Sisil yang menyadari wajah Anya tersirat sedikit rasa takut, langsung mencoba menenangkan gadis itu. "Udah, An. Biarin aja, gak usah ikut campur masalah mereka. Lo juga gak usah takut sama mereka, mereka juga manusia, sama-sama makan nasi."
Anya hanya diam sambil melihat
Yera dijambak oleh Ines. Rasa kasihan mulai muncul di hatinya. Rasanya ingin menolong, tetapi ia juga takut. Takut jika dirinya seperti Yera.Melihat Yera yang terlihat sangat mengenaskan, rasa takut Anya pun terkalahkan oleh rasa iba. Ia tak tahan melihat orang tak bersalah di bully seperti ini. Anya bangun dari duduknya dan berjalan ke arah mereka, masa bodo dengan dirinya nanti, yang terpenting Yera selamat.

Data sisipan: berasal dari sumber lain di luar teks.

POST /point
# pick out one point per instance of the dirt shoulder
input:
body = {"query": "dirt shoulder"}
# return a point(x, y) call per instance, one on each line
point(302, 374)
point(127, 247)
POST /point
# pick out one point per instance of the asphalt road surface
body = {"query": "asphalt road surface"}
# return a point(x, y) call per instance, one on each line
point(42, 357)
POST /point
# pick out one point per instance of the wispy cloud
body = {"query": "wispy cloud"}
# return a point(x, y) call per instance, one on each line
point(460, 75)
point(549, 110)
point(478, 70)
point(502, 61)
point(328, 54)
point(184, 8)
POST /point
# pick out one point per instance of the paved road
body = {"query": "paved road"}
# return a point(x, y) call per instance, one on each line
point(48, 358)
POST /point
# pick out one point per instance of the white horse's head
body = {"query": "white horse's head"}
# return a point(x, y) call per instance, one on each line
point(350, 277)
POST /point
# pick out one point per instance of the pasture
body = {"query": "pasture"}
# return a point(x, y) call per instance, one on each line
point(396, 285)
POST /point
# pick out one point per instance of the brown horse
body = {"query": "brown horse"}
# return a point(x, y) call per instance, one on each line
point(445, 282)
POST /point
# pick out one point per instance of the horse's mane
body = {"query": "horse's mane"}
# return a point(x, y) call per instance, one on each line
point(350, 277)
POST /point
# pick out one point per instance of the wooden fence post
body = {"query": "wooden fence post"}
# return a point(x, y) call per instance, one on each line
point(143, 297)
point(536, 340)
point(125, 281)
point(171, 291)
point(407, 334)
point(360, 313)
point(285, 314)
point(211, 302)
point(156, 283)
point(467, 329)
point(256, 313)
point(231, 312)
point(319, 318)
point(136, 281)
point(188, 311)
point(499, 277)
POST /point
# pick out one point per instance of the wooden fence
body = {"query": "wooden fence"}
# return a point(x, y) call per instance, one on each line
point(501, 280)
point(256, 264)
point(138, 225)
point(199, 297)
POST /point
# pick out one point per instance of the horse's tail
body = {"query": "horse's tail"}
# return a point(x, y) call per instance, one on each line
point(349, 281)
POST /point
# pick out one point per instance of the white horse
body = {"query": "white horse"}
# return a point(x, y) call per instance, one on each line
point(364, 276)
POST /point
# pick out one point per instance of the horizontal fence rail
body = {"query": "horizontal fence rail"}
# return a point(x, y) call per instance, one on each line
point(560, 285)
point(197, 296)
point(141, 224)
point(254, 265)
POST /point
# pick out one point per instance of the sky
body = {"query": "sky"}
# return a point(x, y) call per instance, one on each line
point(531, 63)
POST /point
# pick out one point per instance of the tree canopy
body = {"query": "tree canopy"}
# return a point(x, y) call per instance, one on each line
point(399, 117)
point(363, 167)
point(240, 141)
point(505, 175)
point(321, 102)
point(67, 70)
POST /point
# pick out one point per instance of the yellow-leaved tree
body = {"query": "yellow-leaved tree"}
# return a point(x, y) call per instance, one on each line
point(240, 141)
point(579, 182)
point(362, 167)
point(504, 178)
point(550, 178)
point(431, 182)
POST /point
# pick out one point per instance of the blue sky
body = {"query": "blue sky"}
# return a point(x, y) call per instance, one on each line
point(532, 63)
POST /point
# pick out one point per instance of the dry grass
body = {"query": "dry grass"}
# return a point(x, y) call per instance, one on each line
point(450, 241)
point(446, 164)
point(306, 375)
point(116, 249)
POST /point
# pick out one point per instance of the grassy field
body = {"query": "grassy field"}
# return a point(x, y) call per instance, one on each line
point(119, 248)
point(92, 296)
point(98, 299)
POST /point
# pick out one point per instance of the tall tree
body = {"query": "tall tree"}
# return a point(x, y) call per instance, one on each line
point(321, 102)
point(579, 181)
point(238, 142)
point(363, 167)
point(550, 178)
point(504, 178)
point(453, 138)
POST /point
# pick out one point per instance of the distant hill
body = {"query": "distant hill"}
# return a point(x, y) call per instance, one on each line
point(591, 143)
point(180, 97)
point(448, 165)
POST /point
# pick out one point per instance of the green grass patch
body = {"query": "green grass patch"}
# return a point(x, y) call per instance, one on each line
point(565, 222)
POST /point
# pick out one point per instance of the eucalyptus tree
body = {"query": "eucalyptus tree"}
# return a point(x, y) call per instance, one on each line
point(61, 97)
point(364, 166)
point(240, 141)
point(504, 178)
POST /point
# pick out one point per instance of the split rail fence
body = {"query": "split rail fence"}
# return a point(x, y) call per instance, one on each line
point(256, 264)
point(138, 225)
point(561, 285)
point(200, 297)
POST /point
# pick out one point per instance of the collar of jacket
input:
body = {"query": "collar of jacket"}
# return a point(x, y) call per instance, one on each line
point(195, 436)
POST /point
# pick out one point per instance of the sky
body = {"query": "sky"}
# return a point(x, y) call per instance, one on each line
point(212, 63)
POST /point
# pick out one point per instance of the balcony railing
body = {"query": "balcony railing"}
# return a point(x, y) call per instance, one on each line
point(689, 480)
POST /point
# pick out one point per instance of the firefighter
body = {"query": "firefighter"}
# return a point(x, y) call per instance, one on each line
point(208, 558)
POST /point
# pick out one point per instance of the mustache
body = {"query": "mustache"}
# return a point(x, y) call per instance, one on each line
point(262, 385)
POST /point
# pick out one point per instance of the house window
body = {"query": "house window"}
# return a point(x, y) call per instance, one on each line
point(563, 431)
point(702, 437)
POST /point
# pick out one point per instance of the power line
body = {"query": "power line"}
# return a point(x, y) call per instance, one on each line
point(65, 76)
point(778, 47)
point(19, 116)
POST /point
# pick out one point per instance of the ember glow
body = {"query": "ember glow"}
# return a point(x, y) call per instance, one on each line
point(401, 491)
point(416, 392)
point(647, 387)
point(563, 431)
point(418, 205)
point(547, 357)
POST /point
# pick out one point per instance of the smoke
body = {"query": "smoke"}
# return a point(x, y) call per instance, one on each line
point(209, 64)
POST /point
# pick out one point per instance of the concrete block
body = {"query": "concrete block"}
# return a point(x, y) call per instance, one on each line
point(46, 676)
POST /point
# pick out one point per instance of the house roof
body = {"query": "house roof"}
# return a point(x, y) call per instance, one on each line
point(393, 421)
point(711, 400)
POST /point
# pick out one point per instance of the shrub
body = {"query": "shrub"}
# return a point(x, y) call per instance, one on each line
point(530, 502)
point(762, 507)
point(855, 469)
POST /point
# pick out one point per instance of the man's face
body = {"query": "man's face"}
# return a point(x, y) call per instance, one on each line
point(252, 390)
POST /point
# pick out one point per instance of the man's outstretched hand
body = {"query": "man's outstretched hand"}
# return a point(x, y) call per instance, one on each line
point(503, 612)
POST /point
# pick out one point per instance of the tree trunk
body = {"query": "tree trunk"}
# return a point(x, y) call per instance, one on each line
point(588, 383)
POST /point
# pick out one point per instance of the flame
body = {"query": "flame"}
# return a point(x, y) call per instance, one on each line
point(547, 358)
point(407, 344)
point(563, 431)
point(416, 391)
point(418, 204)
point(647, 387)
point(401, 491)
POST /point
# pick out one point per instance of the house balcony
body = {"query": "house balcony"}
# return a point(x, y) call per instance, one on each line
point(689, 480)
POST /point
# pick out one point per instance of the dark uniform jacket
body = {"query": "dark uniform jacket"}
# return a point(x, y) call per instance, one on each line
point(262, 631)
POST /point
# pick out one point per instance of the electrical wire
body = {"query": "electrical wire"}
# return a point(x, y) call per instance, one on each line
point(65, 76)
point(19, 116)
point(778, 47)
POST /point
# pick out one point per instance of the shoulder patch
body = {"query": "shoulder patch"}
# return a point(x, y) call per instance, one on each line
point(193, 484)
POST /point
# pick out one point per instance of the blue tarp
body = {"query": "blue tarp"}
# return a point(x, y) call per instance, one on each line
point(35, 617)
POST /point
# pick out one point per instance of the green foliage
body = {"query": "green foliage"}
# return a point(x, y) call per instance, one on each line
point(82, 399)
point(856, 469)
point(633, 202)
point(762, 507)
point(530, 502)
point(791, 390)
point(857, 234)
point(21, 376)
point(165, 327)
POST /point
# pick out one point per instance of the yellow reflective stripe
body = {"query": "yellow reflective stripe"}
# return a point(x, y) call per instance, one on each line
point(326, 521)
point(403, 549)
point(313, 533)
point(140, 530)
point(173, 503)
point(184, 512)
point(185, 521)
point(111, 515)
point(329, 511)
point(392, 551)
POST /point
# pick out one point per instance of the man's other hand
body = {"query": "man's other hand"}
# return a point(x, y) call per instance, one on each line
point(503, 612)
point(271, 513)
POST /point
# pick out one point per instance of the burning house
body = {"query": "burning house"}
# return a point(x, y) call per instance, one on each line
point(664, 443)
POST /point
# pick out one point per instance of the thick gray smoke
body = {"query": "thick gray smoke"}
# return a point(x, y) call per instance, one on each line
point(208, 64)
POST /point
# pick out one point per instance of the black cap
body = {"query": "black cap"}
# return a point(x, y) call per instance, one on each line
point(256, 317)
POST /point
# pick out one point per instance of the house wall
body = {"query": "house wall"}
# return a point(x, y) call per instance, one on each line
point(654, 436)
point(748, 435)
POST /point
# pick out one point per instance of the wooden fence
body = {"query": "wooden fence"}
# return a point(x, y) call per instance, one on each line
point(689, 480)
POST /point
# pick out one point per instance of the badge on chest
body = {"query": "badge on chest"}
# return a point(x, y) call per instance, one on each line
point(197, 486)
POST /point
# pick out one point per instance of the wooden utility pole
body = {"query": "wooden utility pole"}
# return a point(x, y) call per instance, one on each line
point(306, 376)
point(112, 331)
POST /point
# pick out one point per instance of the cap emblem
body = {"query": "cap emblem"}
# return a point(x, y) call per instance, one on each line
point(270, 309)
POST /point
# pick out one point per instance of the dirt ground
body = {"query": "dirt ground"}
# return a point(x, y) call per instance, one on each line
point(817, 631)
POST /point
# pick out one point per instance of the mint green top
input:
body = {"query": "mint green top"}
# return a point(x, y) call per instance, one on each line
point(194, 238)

Sisil yang melihat Anya langsung khawatir. Ia takut jika Anya tak mampu berhadapan dengan ketiga gadis pembully itu. Sisil memilih untuk diam, mengawasi jika ketiga gadis itu mau melukai Anya.
"Cukup. Kalian gak kasihan sama dia, dia gak salah kenapa kalian bully?!" seru Anya sambil memeluk Yera yang terlihat sudah menangis.
Ines melirik ke arah kedua temannya disampingnya. Ia tersenyum miring. "Girls, lihat dia, tadi caper sekarang mau jadi pahlawan," kata Ines sembari melihat Anya remeh.
"Kayaknya perlu kita kasih pelajara nih, Nes," kata gadis berambut gelombang disebelah kiri Ines, yang bername tag Deysa.
"Bener, Nes. Kasih pelajaran aja dia," imbuh gadis dengan rambut seleher yang kerap dipanggil Ara.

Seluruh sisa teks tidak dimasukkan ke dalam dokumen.